Thesis Defense: Data Efficient Reinforcement Learning

Friday, May 7, 2021 - 2:00pm to 3:00pm

Event Calendar Category

LIDS Thesis Defense

Speaker Name

Zhi Xu

Affiliation

LIDS

Zoom meeting id

660342

Join Zoom meeting

https://mit.zoom.us/j/92814551473

Abstract

Thesis Committee: Devavrat Shah (thesis advisor), Leslie Kaelbling, John Tsitsiklis

Reinforcement learning (RL) has recently emerged as a generic yet powerful solution for learning complex decision-making policies, providing the key foundational underpinnings of recent successes in various domains. However, many state-of-the-art algorithms are data-hungry and computationally expensive, requiring large amounts of data to succeed. While this is possible for certain scenarios, in applications arising in social sciences and healthcare for example, where available data is sparse, this naturally can be costly or infeasible. With the surging interest in applying RL to broader domains, it is imperative to develop an informed view about the usage of data involved in its algorithmic design.

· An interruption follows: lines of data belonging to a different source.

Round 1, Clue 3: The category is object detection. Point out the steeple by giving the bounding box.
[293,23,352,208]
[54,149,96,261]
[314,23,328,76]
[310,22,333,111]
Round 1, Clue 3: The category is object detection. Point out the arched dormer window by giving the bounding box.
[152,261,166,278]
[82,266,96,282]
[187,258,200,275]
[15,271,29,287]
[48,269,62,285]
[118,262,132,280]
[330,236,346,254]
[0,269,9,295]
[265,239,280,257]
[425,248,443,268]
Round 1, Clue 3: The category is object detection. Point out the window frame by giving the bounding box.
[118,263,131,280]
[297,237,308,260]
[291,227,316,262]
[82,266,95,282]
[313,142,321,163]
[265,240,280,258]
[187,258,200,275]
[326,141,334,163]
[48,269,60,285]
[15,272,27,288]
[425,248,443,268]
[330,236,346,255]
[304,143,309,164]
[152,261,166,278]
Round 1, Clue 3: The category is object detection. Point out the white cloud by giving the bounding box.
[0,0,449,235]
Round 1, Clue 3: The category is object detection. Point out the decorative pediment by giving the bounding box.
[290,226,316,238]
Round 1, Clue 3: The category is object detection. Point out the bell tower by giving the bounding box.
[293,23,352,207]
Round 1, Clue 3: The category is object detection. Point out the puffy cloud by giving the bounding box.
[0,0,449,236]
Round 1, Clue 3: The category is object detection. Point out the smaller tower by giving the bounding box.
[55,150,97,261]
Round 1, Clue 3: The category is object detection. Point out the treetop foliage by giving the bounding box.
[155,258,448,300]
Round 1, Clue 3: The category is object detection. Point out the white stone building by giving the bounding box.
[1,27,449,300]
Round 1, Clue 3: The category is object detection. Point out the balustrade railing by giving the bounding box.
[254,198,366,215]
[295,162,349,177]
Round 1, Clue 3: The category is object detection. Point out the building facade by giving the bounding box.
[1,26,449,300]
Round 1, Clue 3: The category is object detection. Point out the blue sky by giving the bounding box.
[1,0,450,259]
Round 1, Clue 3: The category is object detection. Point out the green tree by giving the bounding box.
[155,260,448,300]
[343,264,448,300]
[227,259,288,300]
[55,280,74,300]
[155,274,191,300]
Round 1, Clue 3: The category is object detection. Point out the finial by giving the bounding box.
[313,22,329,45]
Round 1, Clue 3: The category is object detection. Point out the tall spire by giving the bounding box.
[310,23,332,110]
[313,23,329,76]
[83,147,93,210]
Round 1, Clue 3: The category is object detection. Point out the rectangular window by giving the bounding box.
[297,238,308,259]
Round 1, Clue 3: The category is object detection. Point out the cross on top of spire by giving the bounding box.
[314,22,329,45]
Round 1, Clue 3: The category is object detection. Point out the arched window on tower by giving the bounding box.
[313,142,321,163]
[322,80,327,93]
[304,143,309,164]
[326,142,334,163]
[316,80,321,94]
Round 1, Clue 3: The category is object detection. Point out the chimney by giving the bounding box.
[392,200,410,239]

This thesis hence focuses on studying the data efficiency of RL, through a structural perspective. Advancement along this direction naturally requires us to understand when and why algorithms are successful to begin with; and building upon such understanding, further improve the data efficiency of RL. To this end, this thesis begins by taking inspiration from the empirical successes. We consider the popular use of simulation-based Monte Carlo Tree Search (MCTS) in RL, as exemplified by the remarkable achievement of AlphaGo Zero, and probe the data efficiency of incorporating such a key ingredient. Specifically, we investigate the correct form to utilize such a tree structure for estimating values and characterize the corresponding data complexity. These results further enable us to analyze the data complexity of an RL algorithm that combines MCTS with supervised learning.

Having developed our understanding, as a next step, we improve the algorithmic designs of simulation-based data-efficient RL algorithms that have access to a generative model. We provide such improvements for both bounded and unbounded spaces. Our first contribution is a structural framework through a novel lens of low-rank representation of the Q-function. The proposed data-efficient RL algorithm exploits the low-rank structure to perform pseudo-exploration via a new matrix estimation technique. Remarkably, this leads to a significant (exponential) improvement in data complexity. Moving to our endeavor with unbounded spaces, one must first address the unique conceptual challenges incurred by the unbounded domains. Inspired by classical queueing systems, we propose an appropriate notion of stability for quantifying “goodness" of policies. Subsequently, by leveraging the stability structure of the underlying systems, we design efficient, adaptive algorithms with a modified, efficient Monte Carlo oracle that guarantee the desired stability with a favorable data complexity that is polynomial with respect to the parameters of interest.

Altogether, through new analytical tools and structural frameworks, this thesis contributes to the design and analysis of data-efficient RL algorithms.